A new U.S. Senate transportation bill includes a measure that will change safety rules for large truck rentals.
Connecticut Sen. Richard Blumenthal introduced the amendment in part as a response to the November accident at the Harvard-Yale football game in New Haven, Conn., where one woman died and two others were injured when a man driving a U-Haul van ran into them at a tailgate party.
The bill requires the U.S. Department of Transportation to analyze accidents involving rental trucks. The analysis will not only cover fatality and injury statistics, but will evaluate local and state laws that regulate companies that rent trucks. The bill also directs the USDOT to assess maintenance programs at truck rental companies. It mandates that the transportation secretary recommend new rules based on his findings.

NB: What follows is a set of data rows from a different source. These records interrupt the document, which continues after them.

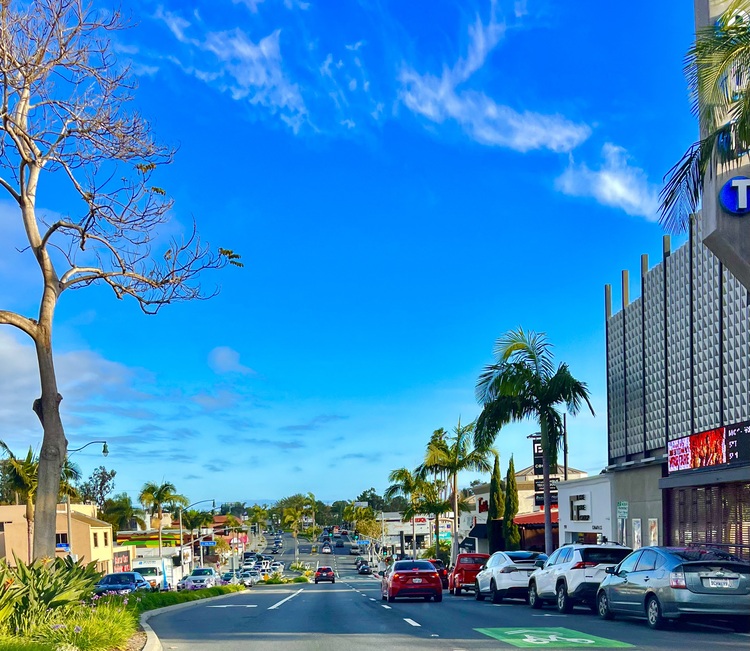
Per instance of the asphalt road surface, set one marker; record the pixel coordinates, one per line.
(350, 615)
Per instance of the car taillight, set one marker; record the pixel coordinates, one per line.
(677, 579)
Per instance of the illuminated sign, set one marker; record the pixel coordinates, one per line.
(733, 195)
(716, 447)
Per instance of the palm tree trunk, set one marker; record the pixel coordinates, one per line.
(454, 537)
(548, 543)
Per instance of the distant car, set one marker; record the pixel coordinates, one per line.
(201, 577)
(506, 574)
(325, 573)
(664, 584)
(442, 570)
(122, 583)
(572, 574)
(411, 579)
(463, 576)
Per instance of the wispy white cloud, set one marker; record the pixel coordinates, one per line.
(246, 70)
(223, 359)
(615, 183)
(440, 98)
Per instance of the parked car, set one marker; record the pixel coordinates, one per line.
(572, 575)
(442, 570)
(122, 583)
(464, 573)
(506, 574)
(201, 577)
(664, 584)
(325, 573)
(411, 579)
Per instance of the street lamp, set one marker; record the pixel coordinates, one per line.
(213, 506)
(105, 452)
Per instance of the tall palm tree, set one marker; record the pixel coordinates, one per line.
(457, 453)
(121, 514)
(293, 516)
(156, 498)
(717, 70)
(523, 383)
(410, 486)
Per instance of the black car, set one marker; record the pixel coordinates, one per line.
(122, 583)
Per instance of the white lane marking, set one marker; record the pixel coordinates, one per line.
(291, 596)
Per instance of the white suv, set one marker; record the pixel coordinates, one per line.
(572, 575)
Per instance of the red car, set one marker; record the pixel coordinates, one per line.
(412, 579)
(464, 573)
(325, 573)
(442, 570)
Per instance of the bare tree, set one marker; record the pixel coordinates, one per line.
(65, 112)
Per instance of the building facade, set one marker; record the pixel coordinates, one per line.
(678, 393)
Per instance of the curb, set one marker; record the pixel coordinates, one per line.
(153, 643)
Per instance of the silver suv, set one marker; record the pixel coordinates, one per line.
(572, 575)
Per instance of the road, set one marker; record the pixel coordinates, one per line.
(351, 615)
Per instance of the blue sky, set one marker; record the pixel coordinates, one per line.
(405, 183)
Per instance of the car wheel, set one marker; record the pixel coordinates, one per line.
(602, 606)
(654, 616)
(564, 602)
(534, 600)
(496, 597)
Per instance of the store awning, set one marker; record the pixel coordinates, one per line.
(533, 519)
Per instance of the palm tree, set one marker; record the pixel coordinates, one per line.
(523, 383)
(410, 486)
(716, 67)
(121, 514)
(453, 455)
(293, 516)
(158, 497)
(22, 476)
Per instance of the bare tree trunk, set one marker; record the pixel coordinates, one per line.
(54, 444)
(548, 543)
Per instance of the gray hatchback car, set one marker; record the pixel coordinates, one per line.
(664, 584)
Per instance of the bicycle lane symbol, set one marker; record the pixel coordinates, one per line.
(558, 638)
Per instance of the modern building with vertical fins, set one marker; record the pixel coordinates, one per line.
(678, 393)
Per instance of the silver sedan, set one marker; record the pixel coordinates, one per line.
(664, 584)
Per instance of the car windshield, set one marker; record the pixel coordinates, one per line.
(604, 555)
(413, 565)
(703, 555)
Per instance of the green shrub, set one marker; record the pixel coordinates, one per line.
(31, 593)
(97, 627)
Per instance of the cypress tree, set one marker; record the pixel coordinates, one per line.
(510, 529)
(496, 508)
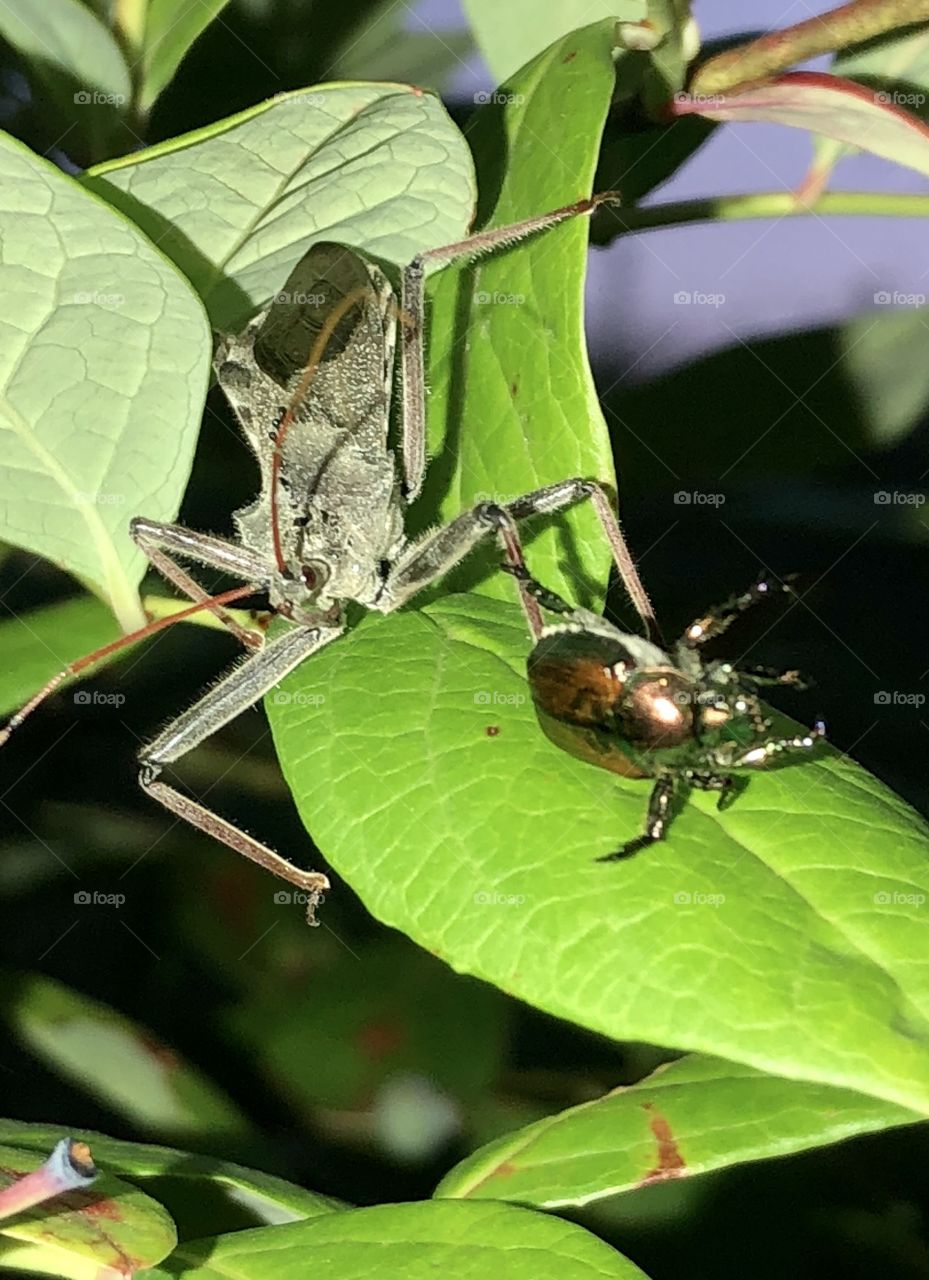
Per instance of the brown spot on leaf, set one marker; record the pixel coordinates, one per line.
(671, 1162)
(379, 1040)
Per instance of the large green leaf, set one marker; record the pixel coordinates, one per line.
(236, 204)
(787, 932)
(104, 364)
(512, 401)
(689, 1118)
(170, 28)
(109, 1055)
(179, 1176)
(83, 1234)
(417, 1242)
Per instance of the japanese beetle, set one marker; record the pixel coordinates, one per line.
(622, 703)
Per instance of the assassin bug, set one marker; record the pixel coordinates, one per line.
(310, 382)
(626, 704)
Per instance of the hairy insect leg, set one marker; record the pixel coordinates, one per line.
(758, 757)
(412, 318)
(721, 618)
(724, 784)
(772, 676)
(238, 690)
(151, 536)
(439, 551)
(660, 812)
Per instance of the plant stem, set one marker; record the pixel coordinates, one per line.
(769, 204)
(849, 24)
(165, 607)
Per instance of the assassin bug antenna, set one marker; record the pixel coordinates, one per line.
(91, 659)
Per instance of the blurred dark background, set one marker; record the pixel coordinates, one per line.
(746, 437)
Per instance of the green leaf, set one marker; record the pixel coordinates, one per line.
(109, 1055)
(237, 204)
(417, 1242)
(265, 1197)
(35, 645)
(689, 1118)
(104, 364)
(77, 65)
(786, 932)
(886, 356)
(513, 33)
(512, 402)
(170, 28)
(77, 1235)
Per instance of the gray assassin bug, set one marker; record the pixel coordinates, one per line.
(310, 382)
(625, 704)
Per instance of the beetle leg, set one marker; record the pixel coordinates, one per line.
(657, 822)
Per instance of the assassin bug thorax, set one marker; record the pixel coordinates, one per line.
(310, 382)
(625, 704)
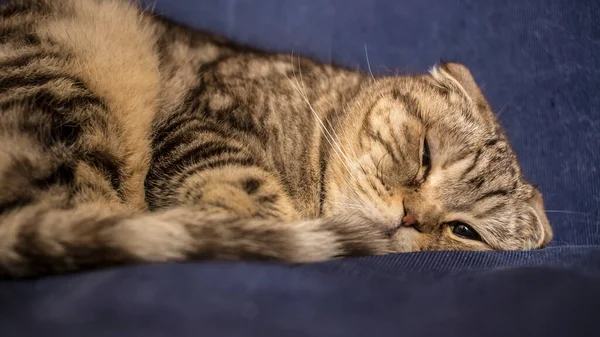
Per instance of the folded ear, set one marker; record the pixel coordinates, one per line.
(462, 78)
(542, 232)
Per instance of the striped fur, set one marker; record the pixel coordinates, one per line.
(127, 138)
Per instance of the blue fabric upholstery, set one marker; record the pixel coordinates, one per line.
(537, 62)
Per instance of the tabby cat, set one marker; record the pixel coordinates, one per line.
(127, 138)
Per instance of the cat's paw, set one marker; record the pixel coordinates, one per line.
(359, 237)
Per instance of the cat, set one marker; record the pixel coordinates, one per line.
(128, 138)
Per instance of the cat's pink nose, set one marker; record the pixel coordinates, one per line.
(409, 220)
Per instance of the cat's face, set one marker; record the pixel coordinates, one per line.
(424, 158)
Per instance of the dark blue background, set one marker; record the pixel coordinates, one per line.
(537, 62)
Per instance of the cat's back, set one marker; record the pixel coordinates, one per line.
(70, 55)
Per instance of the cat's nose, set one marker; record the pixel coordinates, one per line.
(409, 220)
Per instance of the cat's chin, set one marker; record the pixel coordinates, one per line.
(406, 240)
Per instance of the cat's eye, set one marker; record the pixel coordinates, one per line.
(425, 158)
(464, 231)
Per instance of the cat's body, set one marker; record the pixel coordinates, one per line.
(126, 138)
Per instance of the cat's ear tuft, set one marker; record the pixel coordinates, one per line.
(542, 231)
(461, 76)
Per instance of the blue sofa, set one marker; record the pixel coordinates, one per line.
(538, 63)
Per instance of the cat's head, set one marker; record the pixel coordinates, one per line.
(425, 158)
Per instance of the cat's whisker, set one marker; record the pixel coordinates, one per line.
(565, 212)
(324, 128)
(369, 63)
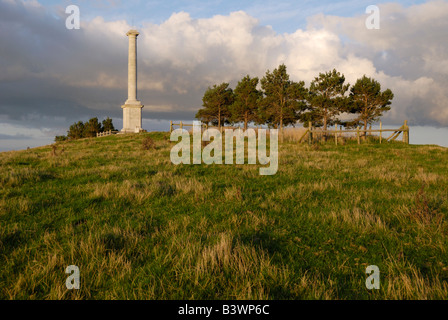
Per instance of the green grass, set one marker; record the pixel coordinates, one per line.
(139, 227)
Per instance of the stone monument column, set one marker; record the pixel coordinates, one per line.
(132, 108)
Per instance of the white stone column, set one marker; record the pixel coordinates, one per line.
(132, 108)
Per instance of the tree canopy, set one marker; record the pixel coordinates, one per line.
(368, 101)
(216, 102)
(283, 100)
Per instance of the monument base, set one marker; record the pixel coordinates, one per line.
(132, 118)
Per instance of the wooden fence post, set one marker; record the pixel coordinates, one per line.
(336, 133)
(406, 132)
(310, 134)
(357, 135)
(381, 132)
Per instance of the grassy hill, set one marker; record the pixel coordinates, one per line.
(139, 227)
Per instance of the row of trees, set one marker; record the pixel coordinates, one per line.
(282, 102)
(88, 129)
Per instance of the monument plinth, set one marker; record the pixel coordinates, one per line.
(132, 108)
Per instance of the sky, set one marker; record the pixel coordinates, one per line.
(51, 77)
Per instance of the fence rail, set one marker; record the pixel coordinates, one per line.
(205, 126)
(311, 132)
(105, 133)
(404, 129)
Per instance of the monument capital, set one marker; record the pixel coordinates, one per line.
(132, 108)
(132, 32)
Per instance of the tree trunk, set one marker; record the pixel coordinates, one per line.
(365, 128)
(325, 128)
(219, 119)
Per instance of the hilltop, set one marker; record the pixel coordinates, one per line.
(139, 227)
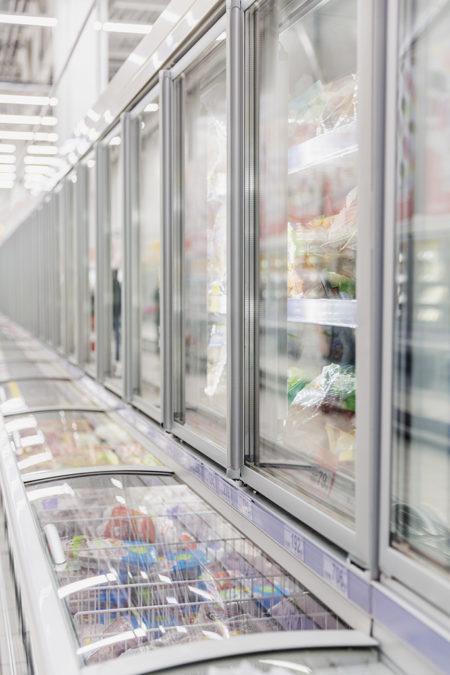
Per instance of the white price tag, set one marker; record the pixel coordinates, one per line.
(322, 479)
(294, 543)
(210, 479)
(336, 575)
(245, 506)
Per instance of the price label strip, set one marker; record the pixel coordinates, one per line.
(336, 575)
(294, 543)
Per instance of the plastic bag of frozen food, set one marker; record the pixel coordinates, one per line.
(321, 420)
(120, 628)
(334, 387)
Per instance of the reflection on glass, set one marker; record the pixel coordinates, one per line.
(67, 440)
(92, 249)
(306, 88)
(150, 565)
(205, 282)
(150, 262)
(420, 509)
(16, 396)
(116, 255)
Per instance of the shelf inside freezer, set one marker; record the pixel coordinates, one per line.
(323, 148)
(60, 440)
(149, 564)
(34, 393)
(322, 311)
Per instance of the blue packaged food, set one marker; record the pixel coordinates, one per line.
(188, 561)
(268, 595)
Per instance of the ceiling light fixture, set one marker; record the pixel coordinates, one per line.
(24, 99)
(115, 27)
(46, 161)
(17, 19)
(28, 136)
(42, 150)
(45, 120)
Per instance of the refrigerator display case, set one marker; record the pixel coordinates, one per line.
(68, 439)
(416, 502)
(201, 406)
(113, 228)
(147, 366)
(25, 395)
(89, 313)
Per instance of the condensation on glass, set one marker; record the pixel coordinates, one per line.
(92, 254)
(150, 255)
(306, 97)
(204, 246)
(116, 240)
(420, 496)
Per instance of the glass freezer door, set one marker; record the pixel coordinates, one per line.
(204, 276)
(143, 564)
(305, 89)
(149, 344)
(115, 243)
(89, 315)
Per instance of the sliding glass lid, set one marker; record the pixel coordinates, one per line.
(16, 396)
(60, 440)
(12, 369)
(142, 562)
(348, 660)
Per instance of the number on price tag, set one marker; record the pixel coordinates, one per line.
(245, 506)
(322, 479)
(294, 543)
(336, 575)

“Alarming reports of safety violations and, most recently, a tragic accident involving a rental truck in Connecticut, have raised serious concerns about the safety and reliability of rental trucks driven by millions of Americans each year,” Blumenthal wrote in a press release.
Rental vehicles are not regulated in the same way as commercial truck fleets and so they are not held to the same safety standards at the federal level, according to Blumenthal’s release. Rental trucks are often the same size and weight as the ones in commercial fleets and are operated by drivers with less experience and training.
“While I am pleased that the Senate adopted my provision demanding a closer look at accident data and safety requirements for rental trucks, I believe it underscores the larger importance of passing a bill that is so critical to the safety and integrity of our nation’s highways and transportation systems and those who travel on them each day,” Blumenthal continued in the release.
One of the women injured in the truck accident in Connecticut filed a personal injury lawsuit in the Superior Court of New Haven in April seeking to hold responsible either the driver of the truck or the company that rented the truck who was unsafe, according to the suit.
The man who drove the truck has not been charged with a crime and tested negative for alcohol at the scene.
Blumenthal’s provision in the transportation bill would be a first step towards bringing rental truck fleets up to the same safety standards as commercial truck fleets.